Instruction-tuned models excel: 31B leads with 85.2% MMLU Pro, 89.2% AIME 2026 (no tools), 80.0% LiveCodeBench v6, 2150 Codeforces ELO, 84.3% GPQA Diamond, 76.9% Tau2, 19.5% HLE (no tools)/26.5% (with search), 74.4% BigBench Hard. 26B A4B close: 82.6% MMLU Pro, 88.3% AIME, 77.1% LiveCodeBench, 1718 ELO. Small: E4B 69.4% MMLU Pro, E2B 60.0%. Multimodal: 31B 88.4% MMMLU, 76.9% MMMU Pro, 0.131 OmniDocBench edit distance, 85.6% MATH-Vision; audio E4B 35.54% CoVoST, 0.08 FLEURS. Long-context: 31B 66.4% MRCR v2 128K. Outperforms Gemma 3 27B across board (e.g., 67.6% MMLU Pro vs 85.2%).

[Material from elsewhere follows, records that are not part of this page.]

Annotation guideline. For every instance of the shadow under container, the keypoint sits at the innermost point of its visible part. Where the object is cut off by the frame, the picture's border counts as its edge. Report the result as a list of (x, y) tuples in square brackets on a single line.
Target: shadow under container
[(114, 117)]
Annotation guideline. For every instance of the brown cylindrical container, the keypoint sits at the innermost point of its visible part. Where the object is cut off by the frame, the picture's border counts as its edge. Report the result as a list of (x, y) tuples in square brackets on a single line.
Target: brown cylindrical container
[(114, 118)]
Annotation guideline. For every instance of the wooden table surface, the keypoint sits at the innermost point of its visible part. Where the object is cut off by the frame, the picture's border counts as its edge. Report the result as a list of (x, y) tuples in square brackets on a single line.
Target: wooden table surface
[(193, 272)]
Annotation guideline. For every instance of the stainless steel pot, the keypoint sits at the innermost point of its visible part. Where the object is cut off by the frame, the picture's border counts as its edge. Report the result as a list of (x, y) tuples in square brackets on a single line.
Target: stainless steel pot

Integration Code and Best Practices for Production

Load via Transformers: pip install -U transformers torch accelerate; use AutoProcessor/AutoModelForCausalLM or AutoModelForMultimodalLM (add torchvision librosa torchcodec for vision/audio/video). Chat template supports system/user roles, enable_thinking=True for reasoning parsing. Multimodal prompts embed {"type":"image/audio/video","url":URL} before text.

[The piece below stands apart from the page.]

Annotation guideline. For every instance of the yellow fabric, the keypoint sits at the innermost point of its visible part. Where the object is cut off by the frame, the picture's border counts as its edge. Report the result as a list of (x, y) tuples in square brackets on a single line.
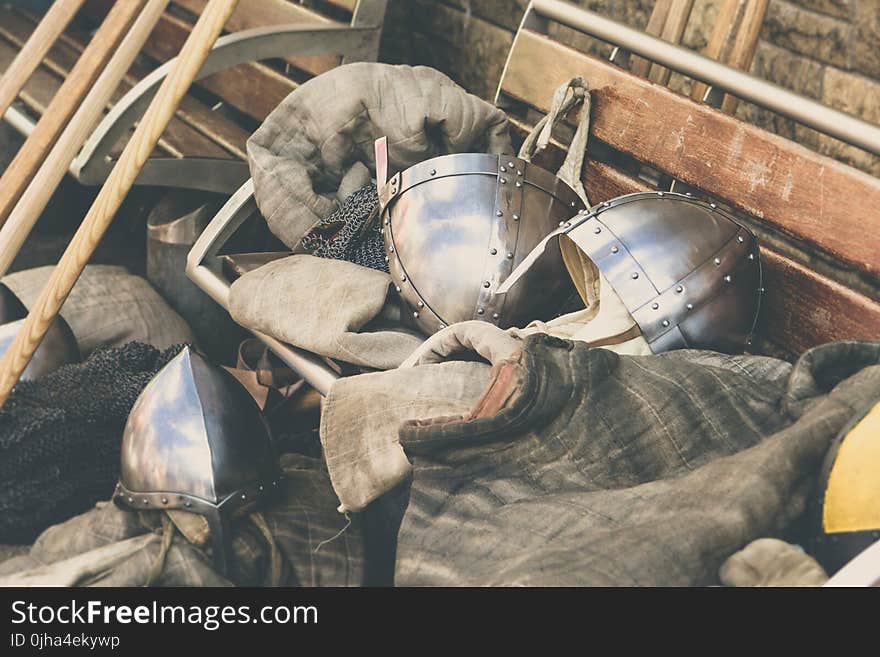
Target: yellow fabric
[(852, 497)]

Sampling: temperature=1.0, top_p=0.95, top_k=64. Audio prompts: transcribe numbers as digits, no newlines; translate formats source then '{TARGET}: translation'. Multi-turn via standard roles. Safety: rigorous evals match Gemini, low violations without filters, outperforms prior Gemma.

Pretraining on web/code/images/audio (cutoff Jan 2025), cleaned via dedup, PII filtering. Limits: no fine-grained video/audio beyond specs, potential biases/hallucinations; intended for reasoning/coding/agents, not exhaustive list.